T’aurais pas pu attendre cinq minutes ?
Nan il aurait pas pu, faut croire.
Quand il a eu avalé son sandwich, il est monté dans un taxi.
Moi, les hommes qui laissent leur femme à la maison pour aller traîner en ville, je m’en méfie. Alors comme Sage était trop occupée pour le surveiller, j’ai sauté dans ma Smoogo et je l’ai suivi. Il était pas du genre coureur, c’est déjà ça. Plutôt du genre à se prélasser sur la banquette et à perdre son temps. Je le quittais pas de l’œil, le lascar. Qu’il se permette seulement UNE entorse au code de bonne conduite et je te lui aurais refilé un coup de mon sac à main sur le museau qu’il aurait pas été prêt de l’oublier.
Mais-non, il est allé jouer au bowling.
Jamais vu un nullard pareil.
Nan-nan, croyez pas qu’il avait réussi un strike.
Il pétait de joie quand il renversait une malheureuse quille.
Quand il s’est enfin décidé à rentrer.

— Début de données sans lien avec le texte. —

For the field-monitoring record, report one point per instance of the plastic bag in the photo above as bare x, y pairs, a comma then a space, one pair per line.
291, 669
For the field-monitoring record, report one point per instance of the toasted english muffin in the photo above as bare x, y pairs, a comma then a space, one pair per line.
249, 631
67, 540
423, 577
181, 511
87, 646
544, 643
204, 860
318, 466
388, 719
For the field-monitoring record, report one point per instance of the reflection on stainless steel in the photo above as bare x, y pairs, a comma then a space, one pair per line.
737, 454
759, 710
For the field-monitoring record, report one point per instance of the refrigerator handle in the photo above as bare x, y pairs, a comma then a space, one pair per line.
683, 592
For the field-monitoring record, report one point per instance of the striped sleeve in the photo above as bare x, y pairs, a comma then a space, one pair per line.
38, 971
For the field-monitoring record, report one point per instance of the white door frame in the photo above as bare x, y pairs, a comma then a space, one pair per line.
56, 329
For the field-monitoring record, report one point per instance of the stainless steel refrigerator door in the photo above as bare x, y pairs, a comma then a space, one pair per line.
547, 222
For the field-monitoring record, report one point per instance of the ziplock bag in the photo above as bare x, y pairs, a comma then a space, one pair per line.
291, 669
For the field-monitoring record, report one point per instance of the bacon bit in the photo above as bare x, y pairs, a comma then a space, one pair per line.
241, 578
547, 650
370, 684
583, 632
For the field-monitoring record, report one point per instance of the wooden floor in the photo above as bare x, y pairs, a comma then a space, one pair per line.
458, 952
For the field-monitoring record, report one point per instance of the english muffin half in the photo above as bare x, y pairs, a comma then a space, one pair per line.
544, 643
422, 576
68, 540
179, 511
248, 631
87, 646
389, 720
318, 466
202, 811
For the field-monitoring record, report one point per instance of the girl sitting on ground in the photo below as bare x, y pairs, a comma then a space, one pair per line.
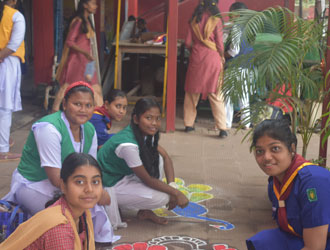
67, 222
51, 139
132, 164
114, 108
299, 192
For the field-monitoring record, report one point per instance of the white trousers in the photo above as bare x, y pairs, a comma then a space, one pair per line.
130, 193
5, 124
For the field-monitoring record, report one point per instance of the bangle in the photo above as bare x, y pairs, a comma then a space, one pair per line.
173, 185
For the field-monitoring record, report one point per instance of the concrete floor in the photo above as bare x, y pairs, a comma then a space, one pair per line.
237, 191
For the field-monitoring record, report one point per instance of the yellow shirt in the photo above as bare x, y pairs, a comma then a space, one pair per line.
6, 26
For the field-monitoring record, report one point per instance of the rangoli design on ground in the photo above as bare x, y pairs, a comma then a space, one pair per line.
172, 243
196, 193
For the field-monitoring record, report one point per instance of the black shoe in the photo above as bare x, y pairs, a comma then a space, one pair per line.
223, 134
189, 129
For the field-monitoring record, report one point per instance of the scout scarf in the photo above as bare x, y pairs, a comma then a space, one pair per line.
283, 190
208, 29
102, 111
32, 229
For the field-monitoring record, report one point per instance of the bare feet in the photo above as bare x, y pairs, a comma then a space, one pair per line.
149, 215
9, 157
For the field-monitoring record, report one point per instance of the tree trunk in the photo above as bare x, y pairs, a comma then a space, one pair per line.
300, 8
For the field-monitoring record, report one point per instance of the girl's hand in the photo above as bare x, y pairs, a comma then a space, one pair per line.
105, 199
181, 199
172, 203
89, 57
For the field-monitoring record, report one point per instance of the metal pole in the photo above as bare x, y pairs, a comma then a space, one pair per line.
117, 43
94, 47
324, 148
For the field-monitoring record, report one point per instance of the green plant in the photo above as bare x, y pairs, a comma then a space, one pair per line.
286, 51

Sage avait préparé le dîner. Elle cria :
- A table tout le monde !
Seule la petite Anna-Lisa est venue sagement s’installer devant son assiette.
- Où est ton frère ?
- Marc ? Je crois qu’il est dans sa chambre,
Y avait de quoi s’inquiéter avec le phénomène.
- Il fait quoi dans sa chambre ? Maaaarc ! T’as pas entendu ? J’ai demandé de passer à table.

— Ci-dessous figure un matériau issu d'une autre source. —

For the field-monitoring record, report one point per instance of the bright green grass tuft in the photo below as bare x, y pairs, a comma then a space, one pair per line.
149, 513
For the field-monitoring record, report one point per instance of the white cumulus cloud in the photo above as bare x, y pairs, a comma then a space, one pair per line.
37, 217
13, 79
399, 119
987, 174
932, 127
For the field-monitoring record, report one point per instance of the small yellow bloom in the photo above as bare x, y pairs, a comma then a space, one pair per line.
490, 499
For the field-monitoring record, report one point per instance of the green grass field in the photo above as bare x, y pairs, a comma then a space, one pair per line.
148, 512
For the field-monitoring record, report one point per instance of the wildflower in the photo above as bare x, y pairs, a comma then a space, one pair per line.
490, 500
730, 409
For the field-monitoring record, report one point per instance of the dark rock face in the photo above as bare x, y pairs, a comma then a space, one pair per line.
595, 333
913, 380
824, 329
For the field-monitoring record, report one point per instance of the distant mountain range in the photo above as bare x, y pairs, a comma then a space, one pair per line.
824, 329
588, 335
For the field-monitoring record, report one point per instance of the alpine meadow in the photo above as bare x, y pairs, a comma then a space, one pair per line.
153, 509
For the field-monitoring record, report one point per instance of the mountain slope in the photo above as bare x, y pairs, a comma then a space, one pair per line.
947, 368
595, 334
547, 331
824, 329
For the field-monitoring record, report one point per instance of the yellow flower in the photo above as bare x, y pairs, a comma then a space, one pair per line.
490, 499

Ah-ben, ça risquait pas qu’il entende. Il avait transformé son lit en trampoline, et ça y allait que je te saute et que je te saute. Un beau lit tout neuf, qui coûtait au moins 450 $. Il aurait vite fait de leur déglinguer le sommier.
Points : 30
Omar s’est décidé à quitter son lit pour les rejoindre. Je vous dis pas dans quelle tenue. J’ai failli en lâcher une maille sur mon tricot, mais Sage lui en a quand même fait la remarque Et moi alors ? Je suis obligée de subir ça ? Oui-bon d’accord, sont pas obligés de savoir que je les observe à la jumelle. Mais quand même… un peu de tenue, que diable !
- Omar, t’aurais pu t’habiller pour passer à table. Tu crois que c’est un exemple pour les enfants ? Si quelqu’un te voyait.
- Qui veux-tu qui me voit ? Les enfants ? M’ont déjà vu en slip, z’en ont jamais perdu la vue.